I will never forget how happy and relieved my parents were to learn about dyslexia. I will always hear my mother's voice telling everyone she knew over and over "there aren't lazy, they aren't stupid, there's a reason why they can't learn to spell." Even though it was like finding a miracle cure (although one cannot ever get over dyslexia--the language lab just taught us tricks like phonetic spelling)it still made me feel like a wounded special helpless freak. But my parents were so relived. Then began a life long journey of looking up words. This all knowing poster, who must know all of this, even though he was not there, has the nerve to tell me I'm lazy. The one word I would use for that part of my childhood is "anguish."

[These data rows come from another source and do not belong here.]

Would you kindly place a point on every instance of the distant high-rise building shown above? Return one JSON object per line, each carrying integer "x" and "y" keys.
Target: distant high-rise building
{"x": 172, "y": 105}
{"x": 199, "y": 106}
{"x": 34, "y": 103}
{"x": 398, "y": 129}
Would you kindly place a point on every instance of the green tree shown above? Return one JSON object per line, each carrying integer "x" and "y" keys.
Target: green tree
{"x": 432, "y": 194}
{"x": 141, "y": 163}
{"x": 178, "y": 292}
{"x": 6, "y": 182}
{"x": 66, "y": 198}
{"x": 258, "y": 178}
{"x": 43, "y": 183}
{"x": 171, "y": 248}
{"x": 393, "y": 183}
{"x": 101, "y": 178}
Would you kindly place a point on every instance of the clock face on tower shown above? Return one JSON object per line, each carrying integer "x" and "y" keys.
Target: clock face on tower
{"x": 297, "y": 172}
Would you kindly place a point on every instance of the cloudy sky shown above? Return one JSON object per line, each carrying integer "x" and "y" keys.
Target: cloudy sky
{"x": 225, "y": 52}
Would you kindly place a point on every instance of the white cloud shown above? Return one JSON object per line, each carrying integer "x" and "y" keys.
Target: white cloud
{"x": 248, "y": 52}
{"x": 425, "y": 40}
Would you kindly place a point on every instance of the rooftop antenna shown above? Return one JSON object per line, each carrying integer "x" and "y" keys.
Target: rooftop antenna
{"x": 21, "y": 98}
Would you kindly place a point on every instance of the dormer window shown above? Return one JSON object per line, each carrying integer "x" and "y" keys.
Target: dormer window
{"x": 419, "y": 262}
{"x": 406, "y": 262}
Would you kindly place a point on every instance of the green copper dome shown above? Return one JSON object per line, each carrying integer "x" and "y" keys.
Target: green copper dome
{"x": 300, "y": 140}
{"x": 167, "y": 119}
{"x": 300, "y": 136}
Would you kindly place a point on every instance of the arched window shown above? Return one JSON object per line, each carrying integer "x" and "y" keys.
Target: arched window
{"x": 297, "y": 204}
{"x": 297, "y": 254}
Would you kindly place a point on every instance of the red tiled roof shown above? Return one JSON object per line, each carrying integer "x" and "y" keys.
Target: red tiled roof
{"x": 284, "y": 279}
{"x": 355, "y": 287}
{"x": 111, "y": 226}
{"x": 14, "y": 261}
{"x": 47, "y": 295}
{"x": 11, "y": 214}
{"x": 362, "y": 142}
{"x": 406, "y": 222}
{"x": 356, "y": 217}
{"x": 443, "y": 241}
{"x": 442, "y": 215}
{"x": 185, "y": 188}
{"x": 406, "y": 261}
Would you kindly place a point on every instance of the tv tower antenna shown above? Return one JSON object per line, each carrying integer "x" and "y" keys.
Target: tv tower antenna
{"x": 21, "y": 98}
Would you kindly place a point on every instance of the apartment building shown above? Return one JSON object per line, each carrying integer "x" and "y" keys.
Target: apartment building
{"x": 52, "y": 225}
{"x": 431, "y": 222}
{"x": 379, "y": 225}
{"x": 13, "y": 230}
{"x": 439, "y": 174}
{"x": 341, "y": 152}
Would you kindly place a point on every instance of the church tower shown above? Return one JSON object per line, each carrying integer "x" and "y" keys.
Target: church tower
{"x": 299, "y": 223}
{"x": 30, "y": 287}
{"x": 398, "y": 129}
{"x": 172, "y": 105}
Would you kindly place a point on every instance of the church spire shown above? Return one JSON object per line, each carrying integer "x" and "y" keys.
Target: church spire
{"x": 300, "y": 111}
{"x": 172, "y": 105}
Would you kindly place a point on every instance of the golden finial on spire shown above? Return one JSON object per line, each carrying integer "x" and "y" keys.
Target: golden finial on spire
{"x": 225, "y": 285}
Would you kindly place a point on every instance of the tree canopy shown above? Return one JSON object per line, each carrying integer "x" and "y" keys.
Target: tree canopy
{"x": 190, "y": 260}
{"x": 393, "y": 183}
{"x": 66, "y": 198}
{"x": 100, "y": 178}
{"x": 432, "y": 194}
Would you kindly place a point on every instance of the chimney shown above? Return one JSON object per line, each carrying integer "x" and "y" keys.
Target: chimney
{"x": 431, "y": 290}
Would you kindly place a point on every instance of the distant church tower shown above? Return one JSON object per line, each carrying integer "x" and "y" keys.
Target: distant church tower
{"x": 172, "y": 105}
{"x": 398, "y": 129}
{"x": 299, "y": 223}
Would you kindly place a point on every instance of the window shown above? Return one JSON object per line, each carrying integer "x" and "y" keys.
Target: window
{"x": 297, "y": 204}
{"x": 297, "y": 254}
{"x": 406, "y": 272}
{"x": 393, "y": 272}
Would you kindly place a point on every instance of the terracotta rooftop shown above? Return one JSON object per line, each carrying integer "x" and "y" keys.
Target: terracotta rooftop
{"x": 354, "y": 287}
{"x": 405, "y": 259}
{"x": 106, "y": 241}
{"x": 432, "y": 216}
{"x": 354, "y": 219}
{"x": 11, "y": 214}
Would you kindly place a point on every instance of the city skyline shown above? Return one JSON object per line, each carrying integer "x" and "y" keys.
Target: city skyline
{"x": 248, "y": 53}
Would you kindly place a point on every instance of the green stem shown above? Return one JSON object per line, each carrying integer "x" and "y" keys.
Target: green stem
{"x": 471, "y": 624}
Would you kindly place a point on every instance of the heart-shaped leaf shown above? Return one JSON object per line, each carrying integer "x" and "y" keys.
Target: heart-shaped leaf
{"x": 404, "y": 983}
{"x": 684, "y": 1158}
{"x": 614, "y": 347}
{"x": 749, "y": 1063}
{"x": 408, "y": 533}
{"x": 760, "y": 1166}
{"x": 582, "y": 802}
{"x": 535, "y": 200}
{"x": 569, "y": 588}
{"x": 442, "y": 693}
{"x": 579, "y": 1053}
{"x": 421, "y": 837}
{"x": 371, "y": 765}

The little brown shirt atheist thugs on message boards quickly discovered that spelling is a weapon to use against me. "your spelling is horrible." After a 25 post thread in which I've batted down all their arguments, here comes the stuff about spelling, like clock work. That's all they have to say so they use that like a weapon. Even after I got firefox they still say it even when there are no mistakes. I know mistakes get through but clearly its' better. But they still feel called upon to point it out. I even put up a thread saying "isn't my spelling better?" they all agreed they could tell a difference. btw I used to hypothesize when I was a child that someday they would invent a technological device like spell check that would spell for you. I was elated when I first heard of spell check.
When I first got saved I prayed that I would see Mrs. Messenger, my old Scottish Rite Language Lab teacher, so I could tell her "thanks." I'll be damned if I didn't see her in an air port just a few weeks latter! What are the odds? She lived in another part of the country by then, the odds are I would never see her again. I did thank her and told her about the prayer thing. She was really happy.
So this is why I will not post comments telling me "your spelling is horrible."